In 1662 he married Armande Béjart, a 19-year-old actress who was either Madeleine's sister or (as some of the playwright's rivals claimed) her daughter by Molière. They had one child, Esprit-Madeleine, born in 1665. The marriage led to more than one separation and reconciliation between the playwright and his wife, who was 21 years his junior.
In the late 1660s, Molière developed a lung ailment from which he never recovered, although he continued to write, act, direct, and manage his troupe as energetically as before. He finally collapsed on Feb. 17, 1673, after the fourth performance of The Imaginary Invalid, and died at home that evening. Four days later, on the night of February 21, he was interred in Saint Joseph's Cemetery. Church leaders refused to officiate or to grant his body a formal burial. Seven years later the king united Molière's company with one of its competitors; since that time the French national theater, the Comédie Francaise, has been known as the House of Molière.
The strongest influence on Molière's theater came from the Italian commedia dell'arte troupes -- with their stock characters and situations -- that he encountered during his travels. This influence was enhanced by Molière's sharing of the Théâtre du Petit-Bourbon in Paris with the Italian Players, led by the celebrated Scaramouche. In his longer comedies, Molière immensely refined the commedia themes and techniques, setting most of his plots in and around Paris and raising neoclassical French comedy to a plane of artistry and inventiveness never attained before or since. He applied the alexandrine , or rhymed hexameter line -- borrowed from contemporary tragedies, many of which he had staged -- to a relaxed dialogue that imitated conversational speech. He also created a gallery of incisive portraits: Tartuffe the religious hypocrite, and Orgon, his dupe; Jourdain the social climber; Don Juan the rebel and libertine; cuckolds such as Arnolphe, Dandin, and Amphitryon; Alceste the stony idealist; Harpagon the miser; Scapin the trickster; Argan the hypochondriac; Philaminte the pretentiously cultured lady; and many more.

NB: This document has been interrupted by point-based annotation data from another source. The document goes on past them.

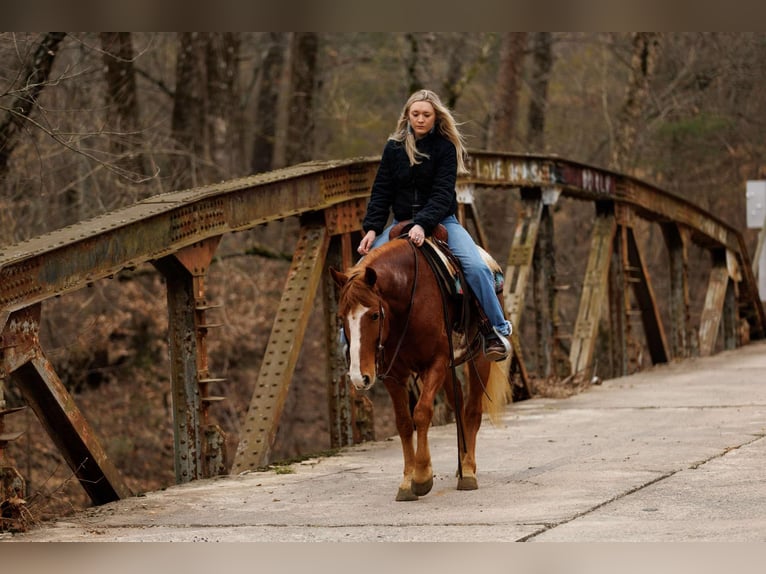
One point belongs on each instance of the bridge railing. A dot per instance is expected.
(179, 233)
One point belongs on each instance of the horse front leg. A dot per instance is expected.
(478, 375)
(397, 390)
(423, 477)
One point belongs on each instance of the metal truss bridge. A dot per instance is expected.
(178, 233)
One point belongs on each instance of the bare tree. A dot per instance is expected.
(266, 108)
(642, 68)
(204, 105)
(502, 128)
(300, 116)
(189, 108)
(222, 56)
(542, 62)
(122, 100)
(32, 79)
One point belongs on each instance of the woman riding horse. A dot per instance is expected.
(416, 180)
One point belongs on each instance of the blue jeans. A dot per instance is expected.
(479, 277)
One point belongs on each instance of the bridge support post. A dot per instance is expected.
(267, 402)
(199, 445)
(720, 303)
(26, 365)
(593, 291)
(683, 337)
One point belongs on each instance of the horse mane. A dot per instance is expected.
(356, 291)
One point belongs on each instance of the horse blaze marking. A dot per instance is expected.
(355, 345)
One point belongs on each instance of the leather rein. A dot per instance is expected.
(380, 351)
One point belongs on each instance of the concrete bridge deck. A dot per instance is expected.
(675, 454)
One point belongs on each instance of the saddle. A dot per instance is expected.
(449, 272)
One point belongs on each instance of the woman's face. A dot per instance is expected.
(422, 118)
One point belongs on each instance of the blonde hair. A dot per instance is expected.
(445, 123)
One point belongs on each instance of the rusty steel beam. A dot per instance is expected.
(262, 418)
(27, 367)
(73, 257)
(683, 337)
(519, 265)
(647, 302)
(715, 297)
(195, 439)
(594, 289)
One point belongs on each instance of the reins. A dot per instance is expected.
(429, 257)
(379, 355)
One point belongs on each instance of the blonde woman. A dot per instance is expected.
(416, 181)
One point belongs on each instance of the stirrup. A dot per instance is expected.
(497, 353)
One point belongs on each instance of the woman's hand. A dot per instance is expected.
(417, 235)
(366, 243)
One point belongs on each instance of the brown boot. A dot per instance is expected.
(496, 346)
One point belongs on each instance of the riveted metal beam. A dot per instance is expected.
(197, 444)
(267, 402)
(44, 392)
(594, 289)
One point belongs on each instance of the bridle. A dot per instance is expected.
(380, 350)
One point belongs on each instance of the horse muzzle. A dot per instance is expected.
(362, 382)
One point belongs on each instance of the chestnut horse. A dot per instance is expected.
(398, 322)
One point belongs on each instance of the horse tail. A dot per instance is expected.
(497, 393)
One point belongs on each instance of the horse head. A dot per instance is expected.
(364, 315)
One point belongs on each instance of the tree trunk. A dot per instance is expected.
(122, 102)
(34, 75)
(189, 109)
(225, 145)
(642, 67)
(502, 128)
(542, 58)
(299, 146)
(267, 105)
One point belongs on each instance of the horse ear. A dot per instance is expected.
(339, 278)
(370, 277)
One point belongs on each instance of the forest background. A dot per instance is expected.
(90, 122)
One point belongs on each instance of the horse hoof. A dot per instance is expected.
(423, 488)
(467, 483)
(405, 495)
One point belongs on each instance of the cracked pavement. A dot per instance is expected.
(675, 453)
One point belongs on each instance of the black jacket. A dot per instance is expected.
(424, 192)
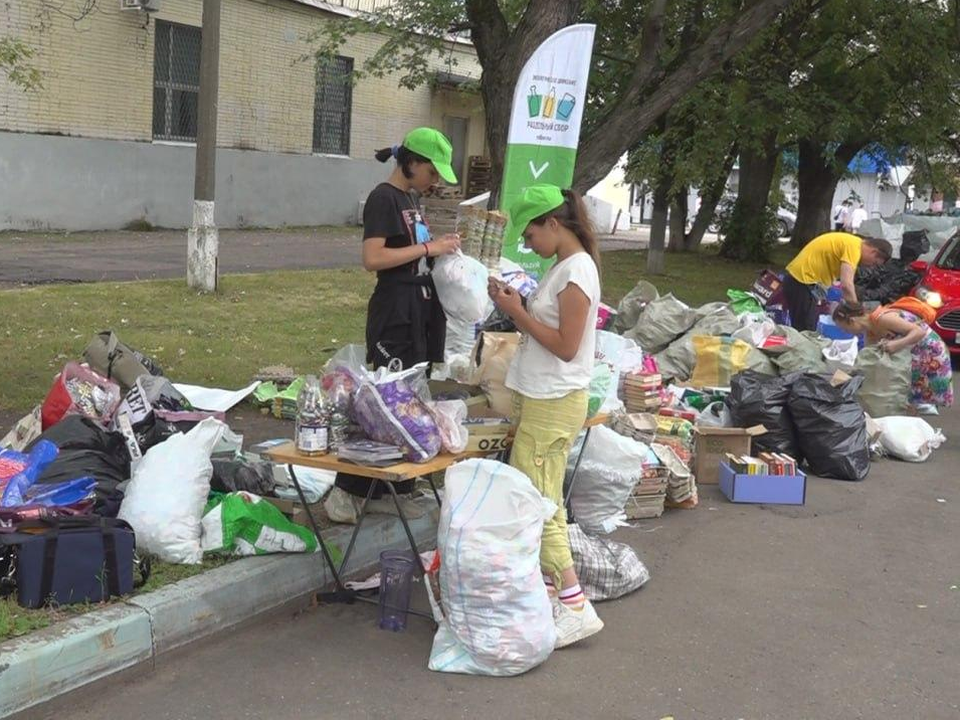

Molière's principal short plays (in one or two acts) are: The Jealous Husband (1645), The Flying Doctor (1648), Sganarelle (1660), The Rehearsal at Versailles (1663), and The Forced Marriage (1664); the longer plays (in three or five acts) include The School for Husbands (1661), The School for Wives (1662), Tartuffe (1664), Don Juan (1665), The Misanthrope (1666), The Doctor in Spite of Himself (1666), Amphitryon (1668), The Miser (1668), George Dandin (1668), The Bourgeois Gentleman (1670), Scapin (1671), The Learned Ladies (1672), and The Imaginary Invalid (1673).